I’ve been trying to write about my attempts to be use more positive language with my children, Cooper and Sylvia. So far, I’m 0 for 2, as I have only come up with reasons to not use positive language. Last week, I ranted about insincere compliments designed to obscure criticism. And this week? Read on…
My husband was gone, enjoying a much-deserved night out. The kids were worn out and went to bed with nary a complaint. I was nearly asleep when my eyes popped open. I’d left pizza sitting out on the counter. Grumbling, I heaved myself out of bed and headed to put it away. But I didn’t get far.
Trudging through my dark bedroom, my right big toe caught the hem of my left pajama-pant leg. They’re roomy, comfy, flannel jammies that I love to wear. But they’re a bit too long – long enough that they hooked over my right toe. My right leg got the message too soon, and continued forward, as my toe bent outward, stuck in the other pant leg.
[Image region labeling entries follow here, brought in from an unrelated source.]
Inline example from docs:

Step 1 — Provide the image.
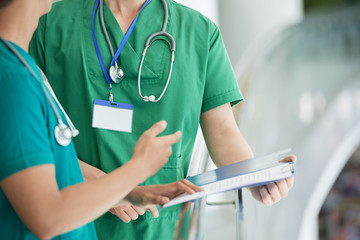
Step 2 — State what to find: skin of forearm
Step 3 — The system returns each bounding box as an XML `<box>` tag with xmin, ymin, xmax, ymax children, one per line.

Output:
<box><xmin>78</xmin><ymin>159</ymin><xmax>106</xmax><ymax>181</ymax></box>
<box><xmin>43</xmin><ymin>158</ymin><xmax>147</xmax><ymax>237</ymax></box>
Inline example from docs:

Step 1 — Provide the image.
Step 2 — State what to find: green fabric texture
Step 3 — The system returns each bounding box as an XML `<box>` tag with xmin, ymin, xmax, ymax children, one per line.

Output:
<box><xmin>0</xmin><ymin>42</ymin><xmax>96</xmax><ymax>240</ymax></box>
<box><xmin>30</xmin><ymin>0</ymin><xmax>242</xmax><ymax>240</ymax></box>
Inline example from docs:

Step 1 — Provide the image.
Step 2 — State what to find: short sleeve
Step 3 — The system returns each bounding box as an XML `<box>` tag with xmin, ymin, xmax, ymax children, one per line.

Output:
<box><xmin>29</xmin><ymin>15</ymin><xmax>46</xmax><ymax>74</ymax></box>
<box><xmin>0</xmin><ymin>73</ymin><xmax>54</xmax><ymax>181</ymax></box>
<box><xmin>201</xmin><ymin>26</ymin><xmax>243</xmax><ymax>112</ymax></box>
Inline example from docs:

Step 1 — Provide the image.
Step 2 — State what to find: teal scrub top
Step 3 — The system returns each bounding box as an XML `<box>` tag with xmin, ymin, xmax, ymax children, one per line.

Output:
<box><xmin>30</xmin><ymin>0</ymin><xmax>242</xmax><ymax>240</ymax></box>
<box><xmin>0</xmin><ymin>42</ymin><xmax>96</xmax><ymax>240</ymax></box>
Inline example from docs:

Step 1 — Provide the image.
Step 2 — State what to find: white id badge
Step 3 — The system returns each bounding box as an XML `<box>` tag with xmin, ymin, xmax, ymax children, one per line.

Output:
<box><xmin>92</xmin><ymin>99</ymin><xmax>134</xmax><ymax>132</ymax></box>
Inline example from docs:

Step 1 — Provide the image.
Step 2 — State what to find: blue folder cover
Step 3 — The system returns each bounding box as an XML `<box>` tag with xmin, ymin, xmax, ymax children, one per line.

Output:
<box><xmin>162</xmin><ymin>149</ymin><xmax>295</xmax><ymax>207</ymax></box>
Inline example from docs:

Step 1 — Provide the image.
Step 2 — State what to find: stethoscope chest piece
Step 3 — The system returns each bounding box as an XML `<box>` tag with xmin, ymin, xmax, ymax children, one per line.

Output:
<box><xmin>55</xmin><ymin>123</ymin><xmax>72</xmax><ymax>147</ymax></box>
<box><xmin>109</xmin><ymin>65</ymin><xmax>124</xmax><ymax>83</ymax></box>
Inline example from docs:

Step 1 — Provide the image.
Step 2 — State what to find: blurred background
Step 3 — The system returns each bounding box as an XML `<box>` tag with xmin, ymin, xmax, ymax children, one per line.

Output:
<box><xmin>178</xmin><ymin>0</ymin><xmax>360</xmax><ymax>240</ymax></box>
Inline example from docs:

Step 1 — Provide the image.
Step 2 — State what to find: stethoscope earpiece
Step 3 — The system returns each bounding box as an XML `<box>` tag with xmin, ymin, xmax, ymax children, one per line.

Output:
<box><xmin>0</xmin><ymin>36</ymin><xmax>79</xmax><ymax>147</ymax></box>
<box><xmin>55</xmin><ymin>122</ymin><xmax>72</xmax><ymax>147</ymax></box>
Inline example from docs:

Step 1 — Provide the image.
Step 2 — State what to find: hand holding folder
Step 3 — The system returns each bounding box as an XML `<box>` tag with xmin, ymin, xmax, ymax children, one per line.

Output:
<box><xmin>163</xmin><ymin>149</ymin><xmax>296</xmax><ymax>207</ymax></box>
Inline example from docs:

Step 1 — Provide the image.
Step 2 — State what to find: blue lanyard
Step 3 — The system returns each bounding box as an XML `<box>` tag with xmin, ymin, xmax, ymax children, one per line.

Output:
<box><xmin>91</xmin><ymin>0</ymin><xmax>151</xmax><ymax>85</ymax></box>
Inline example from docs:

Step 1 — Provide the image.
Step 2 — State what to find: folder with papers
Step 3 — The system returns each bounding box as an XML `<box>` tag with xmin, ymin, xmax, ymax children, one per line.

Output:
<box><xmin>162</xmin><ymin>149</ymin><xmax>295</xmax><ymax>208</ymax></box>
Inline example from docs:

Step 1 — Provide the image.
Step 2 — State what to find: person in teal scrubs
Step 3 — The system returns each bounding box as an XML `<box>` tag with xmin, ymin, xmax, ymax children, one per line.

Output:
<box><xmin>0</xmin><ymin>0</ymin><xmax>200</xmax><ymax>240</ymax></box>
<box><xmin>30</xmin><ymin>0</ymin><xmax>295</xmax><ymax>240</ymax></box>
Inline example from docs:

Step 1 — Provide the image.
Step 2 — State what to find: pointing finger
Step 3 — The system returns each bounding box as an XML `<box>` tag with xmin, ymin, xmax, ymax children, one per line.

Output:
<box><xmin>146</xmin><ymin>120</ymin><xmax>167</xmax><ymax>136</ymax></box>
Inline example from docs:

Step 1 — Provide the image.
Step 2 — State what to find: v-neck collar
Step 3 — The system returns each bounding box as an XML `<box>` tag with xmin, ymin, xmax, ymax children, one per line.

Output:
<box><xmin>83</xmin><ymin>0</ymin><xmax>163</xmax><ymax>83</ymax></box>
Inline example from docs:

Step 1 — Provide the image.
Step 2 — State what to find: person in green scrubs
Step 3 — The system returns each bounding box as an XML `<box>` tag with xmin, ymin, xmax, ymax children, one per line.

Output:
<box><xmin>30</xmin><ymin>0</ymin><xmax>295</xmax><ymax>240</ymax></box>
<box><xmin>0</xmin><ymin>0</ymin><xmax>200</xmax><ymax>240</ymax></box>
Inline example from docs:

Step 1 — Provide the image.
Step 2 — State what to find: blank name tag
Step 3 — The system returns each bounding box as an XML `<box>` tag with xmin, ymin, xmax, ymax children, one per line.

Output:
<box><xmin>92</xmin><ymin>99</ymin><xmax>134</xmax><ymax>132</ymax></box>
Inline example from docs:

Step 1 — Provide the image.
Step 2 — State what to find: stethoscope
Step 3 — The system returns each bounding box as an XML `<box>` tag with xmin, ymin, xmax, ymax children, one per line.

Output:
<box><xmin>0</xmin><ymin>36</ymin><xmax>79</xmax><ymax>147</ymax></box>
<box><xmin>93</xmin><ymin>0</ymin><xmax>176</xmax><ymax>102</ymax></box>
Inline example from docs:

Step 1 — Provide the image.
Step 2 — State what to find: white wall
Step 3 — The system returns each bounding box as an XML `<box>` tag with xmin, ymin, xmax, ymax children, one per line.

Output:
<box><xmin>219</xmin><ymin>0</ymin><xmax>303</xmax><ymax>66</ymax></box>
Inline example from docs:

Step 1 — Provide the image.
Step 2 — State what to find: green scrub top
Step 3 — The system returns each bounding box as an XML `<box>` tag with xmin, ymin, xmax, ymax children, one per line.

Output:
<box><xmin>0</xmin><ymin>42</ymin><xmax>96</xmax><ymax>240</ymax></box>
<box><xmin>30</xmin><ymin>0</ymin><xmax>242</xmax><ymax>240</ymax></box>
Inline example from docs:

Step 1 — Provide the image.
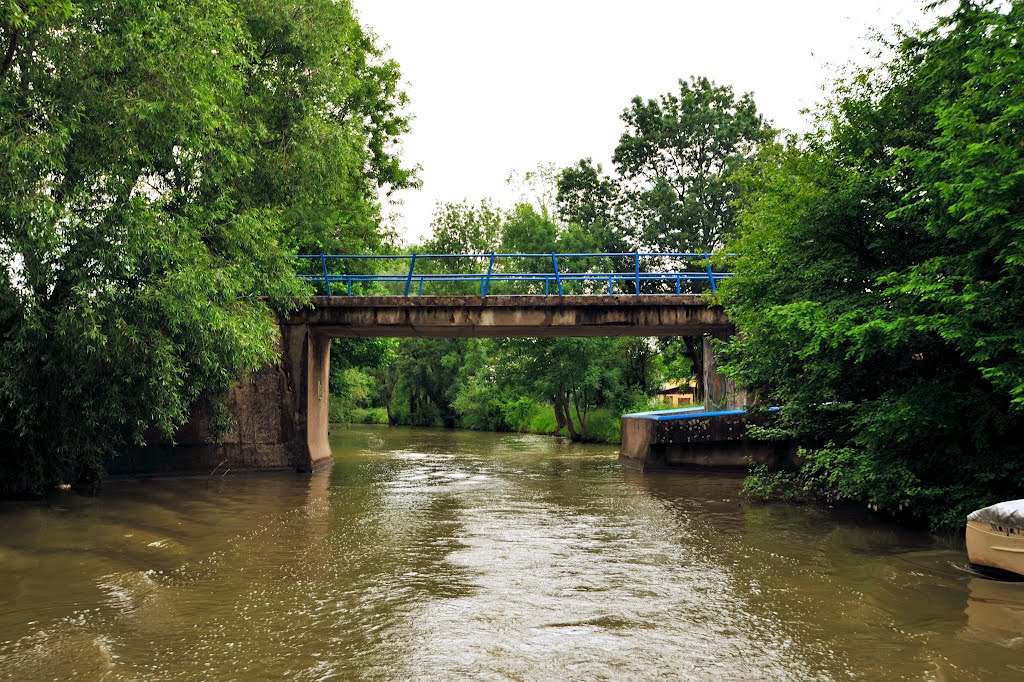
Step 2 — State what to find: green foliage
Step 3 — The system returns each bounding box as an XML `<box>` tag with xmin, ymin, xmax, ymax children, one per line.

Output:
<box><xmin>0</xmin><ymin>0</ymin><xmax>415</xmax><ymax>494</ymax></box>
<box><xmin>722</xmin><ymin>2</ymin><xmax>1024</xmax><ymax>526</ymax></box>
<box><xmin>613</xmin><ymin>77</ymin><xmax>771</xmax><ymax>253</ymax></box>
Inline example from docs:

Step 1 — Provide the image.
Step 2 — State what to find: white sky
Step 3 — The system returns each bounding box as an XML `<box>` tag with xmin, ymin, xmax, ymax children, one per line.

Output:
<box><xmin>354</xmin><ymin>0</ymin><xmax>937</xmax><ymax>241</ymax></box>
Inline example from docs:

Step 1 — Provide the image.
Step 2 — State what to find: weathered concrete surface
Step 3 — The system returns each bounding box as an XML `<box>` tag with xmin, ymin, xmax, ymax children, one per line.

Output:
<box><xmin>618</xmin><ymin>414</ymin><xmax>796</xmax><ymax>471</ymax></box>
<box><xmin>289</xmin><ymin>296</ymin><xmax>733</xmax><ymax>338</ymax></box>
<box><xmin>119</xmin><ymin>296</ymin><xmax>732</xmax><ymax>474</ymax></box>
<box><xmin>110</xmin><ymin>325</ymin><xmax>331</xmax><ymax>475</ymax></box>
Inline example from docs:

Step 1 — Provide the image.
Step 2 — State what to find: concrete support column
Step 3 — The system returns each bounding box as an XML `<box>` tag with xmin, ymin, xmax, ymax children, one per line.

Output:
<box><xmin>282</xmin><ymin>325</ymin><xmax>331</xmax><ymax>471</ymax></box>
<box><xmin>703</xmin><ymin>334</ymin><xmax>748</xmax><ymax>412</ymax></box>
<box><xmin>110</xmin><ymin>323</ymin><xmax>331</xmax><ymax>475</ymax></box>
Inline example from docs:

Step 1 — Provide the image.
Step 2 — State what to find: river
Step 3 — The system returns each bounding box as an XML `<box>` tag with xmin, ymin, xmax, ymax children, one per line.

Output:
<box><xmin>0</xmin><ymin>427</ymin><xmax>1024</xmax><ymax>680</ymax></box>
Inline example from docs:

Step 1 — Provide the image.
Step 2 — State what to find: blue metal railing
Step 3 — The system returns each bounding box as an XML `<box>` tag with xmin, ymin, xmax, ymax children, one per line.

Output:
<box><xmin>298</xmin><ymin>251</ymin><xmax>732</xmax><ymax>296</ymax></box>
I flew forward, landing on my hands and knees, wondering if I’d possibly ripped my big toe completely off.
It hurt. Every bit of my toe – and up into my foot – felt crushed, mangled and bruised. I hugged my knee to my chest, waiting for it to feel better. But it didn’t. As it throbbed, my face grew clammy, and I felt weak. Faint. Nauseated.
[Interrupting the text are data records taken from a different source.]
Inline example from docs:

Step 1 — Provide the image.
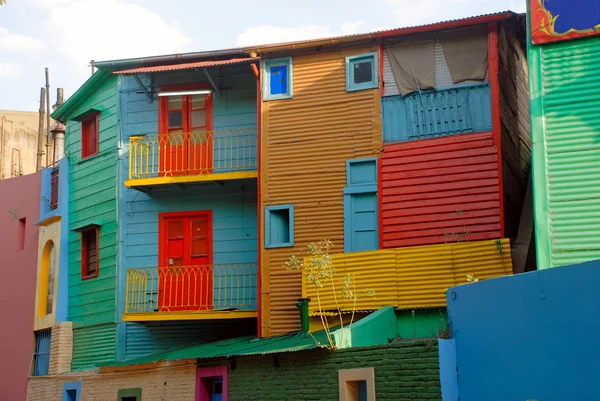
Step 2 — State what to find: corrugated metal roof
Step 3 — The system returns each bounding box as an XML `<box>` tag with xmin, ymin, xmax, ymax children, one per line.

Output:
<box><xmin>113</xmin><ymin>58</ymin><xmax>259</xmax><ymax>74</ymax></box>
<box><xmin>103</xmin><ymin>330</ymin><xmax>328</xmax><ymax>366</ymax></box>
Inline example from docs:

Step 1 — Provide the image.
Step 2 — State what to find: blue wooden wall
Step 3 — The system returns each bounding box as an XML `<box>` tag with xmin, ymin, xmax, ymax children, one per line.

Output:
<box><xmin>381</xmin><ymin>83</ymin><xmax>492</xmax><ymax>143</ymax></box>
<box><xmin>118</xmin><ymin>66</ymin><xmax>258</xmax><ymax>359</ymax></box>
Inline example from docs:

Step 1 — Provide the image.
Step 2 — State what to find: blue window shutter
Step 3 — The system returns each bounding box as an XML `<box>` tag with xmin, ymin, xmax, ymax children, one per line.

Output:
<box><xmin>269</xmin><ymin>65</ymin><xmax>288</xmax><ymax>95</ymax></box>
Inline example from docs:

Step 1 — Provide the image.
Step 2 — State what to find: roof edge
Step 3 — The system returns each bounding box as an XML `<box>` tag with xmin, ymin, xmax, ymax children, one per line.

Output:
<box><xmin>50</xmin><ymin>70</ymin><xmax>111</xmax><ymax>124</ymax></box>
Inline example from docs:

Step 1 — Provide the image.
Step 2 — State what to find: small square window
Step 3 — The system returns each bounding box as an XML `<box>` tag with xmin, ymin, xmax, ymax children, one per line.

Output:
<box><xmin>81</xmin><ymin>113</ymin><xmax>100</xmax><ymax>159</ymax></box>
<box><xmin>338</xmin><ymin>368</ymin><xmax>375</xmax><ymax>401</ymax></box>
<box><xmin>346</xmin><ymin>52</ymin><xmax>379</xmax><ymax>92</ymax></box>
<box><xmin>81</xmin><ymin>225</ymin><xmax>100</xmax><ymax>279</ymax></box>
<box><xmin>265</xmin><ymin>205</ymin><xmax>294</xmax><ymax>248</ymax></box>
<box><xmin>263</xmin><ymin>57</ymin><xmax>292</xmax><ymax>100</ymax></box>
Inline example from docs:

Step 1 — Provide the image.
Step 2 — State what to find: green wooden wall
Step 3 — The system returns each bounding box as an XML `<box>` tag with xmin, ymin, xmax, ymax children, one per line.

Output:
<box><xmin>65</xmin><ymin>73</ymin><xmax>118</xmax><ymax>368</ymax></box>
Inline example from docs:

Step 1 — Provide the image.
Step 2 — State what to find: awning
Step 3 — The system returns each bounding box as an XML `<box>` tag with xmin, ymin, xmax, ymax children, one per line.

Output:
<box><xmin>113</xmin><ymin>57</ymin><xmax>259</xmax><ymax>74</ymax></box>
<box><xmin>102</xmin><ymin>330</ymin><xmax>329</xmax><ymax>367</ymax></box>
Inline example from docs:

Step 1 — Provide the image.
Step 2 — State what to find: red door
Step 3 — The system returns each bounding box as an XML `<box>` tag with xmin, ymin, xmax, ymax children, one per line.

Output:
<box><xmin>159</xmin><ymin>93</ymin><xmax>213</xmax><ymax>176</ymax></box>
<box><xmin>158</xmin><ymin>211</ymin><xmax>213</xmax><ymax>312</ymax></box>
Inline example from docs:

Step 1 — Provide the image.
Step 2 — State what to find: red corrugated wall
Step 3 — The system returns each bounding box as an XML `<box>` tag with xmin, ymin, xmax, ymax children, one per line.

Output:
<box><xmin>381</xmin><ymin>132</ymin><xmax>501</xmax><ymax>248</ymax></box>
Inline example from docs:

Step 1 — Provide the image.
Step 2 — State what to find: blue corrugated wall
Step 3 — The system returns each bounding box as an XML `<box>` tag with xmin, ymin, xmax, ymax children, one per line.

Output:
<box><xmin>381</xmin><ymin>84</ymin><xmax>492</xmax><ymax>143</ymax></box>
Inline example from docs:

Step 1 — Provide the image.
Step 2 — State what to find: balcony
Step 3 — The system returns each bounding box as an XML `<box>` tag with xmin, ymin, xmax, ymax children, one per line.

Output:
<box><xmin>123</xmin><ymin>263</ymin><xmax>258</xmax><ymax>321</ymax></box>
<box><xmin>125</xmin><ymin>128</ymin><xmax>258</xmax><ymax>188</ymax></box>
<box><xmin>302</xmin><ymin>239</ymin><xmax>513</xmax><ymax>316</ymax></box>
The voice in my head scolded me. This is what you get. This is revenge for the last time Cooper stubbed his toe. When you told him to walk it off … that he was fine … to be more careful ….
I scooted on my rear end into the bathroom, fearing I would throw up.
I thought to myself that if Cooper showed up in the doorway and said, “Get up … you need to walk around … try blowing on it … you’re fine …,” I might just flip my lid.
I remember him howling as he hopped around, protecting a freshly stubbed toe. He wanted empathy – and let me know it, saying, “Do you have any idea how bad this hurts? You should stub your toe and see how it feels.”
I couldn’t see a clock from the bathroom floor where I sat, convalescing and moaning, so I don’t know how long it was before I gingerly got to my feet, then hobbled to the kitchen to put away the pizza. It might have been 10 minutes or so. I will tell you, at no time during that 10 minutes would words trying to minimize my situation have been well-received. Offers of help? Maybe. A pack of ice? Sure. Prescription pain meds? Absolutely. But nobody needed to tell me to look at the bright side.
Sometimes we want to tell our kids that everything will be fine. We know from experience that it will. Friendships mend, embarrassments fade, and stubbed toes eventually stop throbbing. But telling them it’s all OK does nothing. As our school nurse said, they need information to learn how to read the situation and understand what’s to come. I learned this a couple years ago when my daughter was unreasonably hysterical about a light scratch on her forehead. Eventually, it came to light that she thought it was permanent – that she would always have a long, skinny scratch on her face. Apparently, I’d not taught her about healing.
What do we need to do? We need to lay it on the table, and tell it straight. And all the while, we need to teach them about healing. That it takes time – that we need to take care of the pain – but that someday it will be better.